Only four times in league history did a passer aged 41 or older attempt more than 200 passes in a season: Warren Moon did it in 1997 and 1998, when he threw 528 and 258, respectively. Vinny Testaverde attempted 495 passes in 2004 while Brett Favre threw the football 358 times in 2010. For comparison, Brady never attempted fewer than 413 passes in a season as the starter and averages 549 throws over his 16 starting seasons.
Furthermore, none of the three quarterbacks listed above was able to appear in all 16 of his team's regular season contests. All in all, the future for New England is one of uncertainty. Of course, Brady – unlike any quarterback before him – has always been able to defy the odds and achieve peak performance when others failed to do so (look no further than Peyton Manning's last two years in the league).
Still, the team is aware of his age and what it entails – just ask Patriots owner Robert Kraft, who spoke about New England selecting a quarterback earlier this week: “I’m going to put my fan hat on, and obviously at some point we have to,” Kraft said, when asked if picking a quarterback in the draft can be seen as a high priority for the franchise right now (via ESPN Boston's Mike Reiss).
“Not just that,” the 76-year old continued, “but think what happened in the ‘08 season when in the first quarter against Kansas City, Tom goes out. How many people would have said that Matt Cassel would have led us to an 11-5 season? I put my faith and confidence in Bill [Belichick]. He knows his responsibilities. Anything can happen, even if Tom comes in tip-top shape.”
Even with Brady on top of his game, the Patriots have not shied away from investing capital in a quarterback throughout the years: In 2014, the team selected Jimmy Garoppolo in the second round; in 2008, 2011 and 2016, it used third-round picks to bring Kevin O'Connell, Ryan Mallett and Jacoby Brissett on board. All this shows that New England is well aware of the fragility of the most important position on the field.
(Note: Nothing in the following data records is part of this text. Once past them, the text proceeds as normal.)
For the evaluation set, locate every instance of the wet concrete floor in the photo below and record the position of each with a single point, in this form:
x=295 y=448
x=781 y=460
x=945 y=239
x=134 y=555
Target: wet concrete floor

”Part of why the networks pay us the funding they do,” Kraft said at the owners meetings this week. “and the reason this is the best entertainment product in America, is you don’t know – one play can change a whole season. One play with one person. To do a good job managing an NFL franchise, we’ve always said understanding quality depth management, that’s our business.”
With the end nearing for the greatest quarterback to ever step on the gridiron, New England has to have some urgency when it comes to managing the depth at the quarterback position.